At the same time, inflation expectations fall, and now in all their records. Down breakevens, the implicit measurement in the prices of Treasury bonds. That is, the expectations of the markets. And they also wrinkle those that emerge from consumer opinion polls (which overestimate true inflation). Last month, the University of Michigan survey sounded an alarm after the bad CPI data for May. Now he turned it off. The one-year inflation expectation fell to 5.8%. That of five to ten years, declined to 2.8%. Whether current inflation rises or not, markets fear something else: that efforts to discipline it, however successful, will lead to a recession. And the consumer will not take long to arrive at the same conclusion.

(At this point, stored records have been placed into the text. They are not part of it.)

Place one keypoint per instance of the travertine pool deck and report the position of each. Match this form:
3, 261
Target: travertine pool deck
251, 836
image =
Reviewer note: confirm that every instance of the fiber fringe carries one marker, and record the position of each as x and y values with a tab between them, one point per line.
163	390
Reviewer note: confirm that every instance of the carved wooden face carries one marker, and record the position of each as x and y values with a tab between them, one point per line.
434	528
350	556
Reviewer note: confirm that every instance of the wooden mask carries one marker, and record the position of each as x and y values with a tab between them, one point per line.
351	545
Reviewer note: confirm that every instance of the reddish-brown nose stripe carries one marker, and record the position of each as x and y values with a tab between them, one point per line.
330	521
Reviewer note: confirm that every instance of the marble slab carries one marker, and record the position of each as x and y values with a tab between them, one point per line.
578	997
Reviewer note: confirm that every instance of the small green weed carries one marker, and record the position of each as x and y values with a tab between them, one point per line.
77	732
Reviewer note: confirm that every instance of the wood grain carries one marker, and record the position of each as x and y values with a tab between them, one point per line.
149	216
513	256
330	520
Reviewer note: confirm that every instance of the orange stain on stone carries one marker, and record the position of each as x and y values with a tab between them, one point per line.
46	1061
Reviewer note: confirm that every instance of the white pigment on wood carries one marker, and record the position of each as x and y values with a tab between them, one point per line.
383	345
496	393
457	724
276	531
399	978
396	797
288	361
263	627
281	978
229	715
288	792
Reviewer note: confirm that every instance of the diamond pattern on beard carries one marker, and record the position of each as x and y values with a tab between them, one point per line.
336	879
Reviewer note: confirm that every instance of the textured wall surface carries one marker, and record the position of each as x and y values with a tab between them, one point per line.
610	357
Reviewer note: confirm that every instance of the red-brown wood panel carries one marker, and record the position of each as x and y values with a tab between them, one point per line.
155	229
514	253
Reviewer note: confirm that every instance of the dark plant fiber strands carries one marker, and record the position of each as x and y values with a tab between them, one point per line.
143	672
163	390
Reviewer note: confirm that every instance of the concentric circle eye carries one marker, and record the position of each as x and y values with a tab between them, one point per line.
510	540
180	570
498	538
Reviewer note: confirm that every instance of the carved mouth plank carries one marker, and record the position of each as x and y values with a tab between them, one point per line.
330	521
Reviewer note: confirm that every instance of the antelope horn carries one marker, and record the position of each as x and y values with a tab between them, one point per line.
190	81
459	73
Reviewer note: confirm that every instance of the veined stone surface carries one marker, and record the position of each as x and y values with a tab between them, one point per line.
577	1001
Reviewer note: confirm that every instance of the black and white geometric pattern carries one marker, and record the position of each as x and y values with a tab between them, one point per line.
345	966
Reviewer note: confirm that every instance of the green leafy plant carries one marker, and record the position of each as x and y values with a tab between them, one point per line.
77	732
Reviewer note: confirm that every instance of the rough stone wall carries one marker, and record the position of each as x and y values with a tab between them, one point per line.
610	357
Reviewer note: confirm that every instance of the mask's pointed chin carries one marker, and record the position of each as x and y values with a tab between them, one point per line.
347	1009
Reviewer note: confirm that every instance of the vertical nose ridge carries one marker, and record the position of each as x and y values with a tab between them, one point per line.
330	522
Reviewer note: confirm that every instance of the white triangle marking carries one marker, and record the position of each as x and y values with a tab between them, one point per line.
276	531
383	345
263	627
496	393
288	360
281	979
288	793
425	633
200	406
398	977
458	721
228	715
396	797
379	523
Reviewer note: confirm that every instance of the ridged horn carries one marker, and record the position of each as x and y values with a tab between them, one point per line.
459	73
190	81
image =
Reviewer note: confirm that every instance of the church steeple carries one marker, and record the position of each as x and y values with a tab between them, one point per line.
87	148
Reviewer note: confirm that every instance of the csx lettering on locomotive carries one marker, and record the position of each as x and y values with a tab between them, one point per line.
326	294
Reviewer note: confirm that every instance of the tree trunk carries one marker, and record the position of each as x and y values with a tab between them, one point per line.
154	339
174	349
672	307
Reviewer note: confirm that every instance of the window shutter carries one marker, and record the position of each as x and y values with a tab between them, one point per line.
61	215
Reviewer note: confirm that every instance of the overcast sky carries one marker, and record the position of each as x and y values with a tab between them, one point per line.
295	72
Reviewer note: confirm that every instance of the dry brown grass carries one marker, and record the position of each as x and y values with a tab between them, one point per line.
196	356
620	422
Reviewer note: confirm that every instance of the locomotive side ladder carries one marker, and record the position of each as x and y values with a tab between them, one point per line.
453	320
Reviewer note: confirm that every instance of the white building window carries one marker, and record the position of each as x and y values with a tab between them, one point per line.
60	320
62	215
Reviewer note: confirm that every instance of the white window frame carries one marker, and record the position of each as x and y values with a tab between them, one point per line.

What to do in such a situation? The automatic response of the markets was to discount a rate hike of 100 basis points for the meeting on the 26th and 27th. In June, after the CPI, they pulled the novelty of a jump of 75 out of the sleeve, and the Fed executed it like that behind the scenes . The central bank runs from behind and should have quickened its stride. Is the maneuver repeated? No. The decision is not made, but the message is that the markets overreacted. Said a hawk, Governor Waller. The Fed doesn’t feel compelled to speed up. And whether they are 75 or 100 basis points, the important thing is to check that the markets have not lost their composure. And they may even rise sharply, on Friday, on the back of stronger-than-expected nominal growth in retail sales – a sign that the consumer is not running away in terror – but that it is a real drop. Sales climbed 1%, but inflation was 1.3%. The Dow Jones soared 2% higher. What are you celebrating? A recession? The bear market already warned us in time. The bond curve – also this week – finally confirmed its reversal. Long rates don’t go up, but short rates do. The 2-year Treasury is 20 basis points higher than the 10-year. The 3-month is still 60 basis points lower, but that gap may be reversed when Fednos vaccinates at the end of the month.
What did the Stock Market celebrate on Friday, then? A mild recession. Understand that the economic slowdown is abrupt, that the Fed has never applied such an aggressive gradient in its monetary policy (since Paul Volcker in the 1980s), but the resilience of the markets allows it to land without drama. It absorbs adverse shocks and does not amplify them. Without crisis, there is no domino. If inflation were not so stubborn, and energy so scarce, the game would already be in the pocket.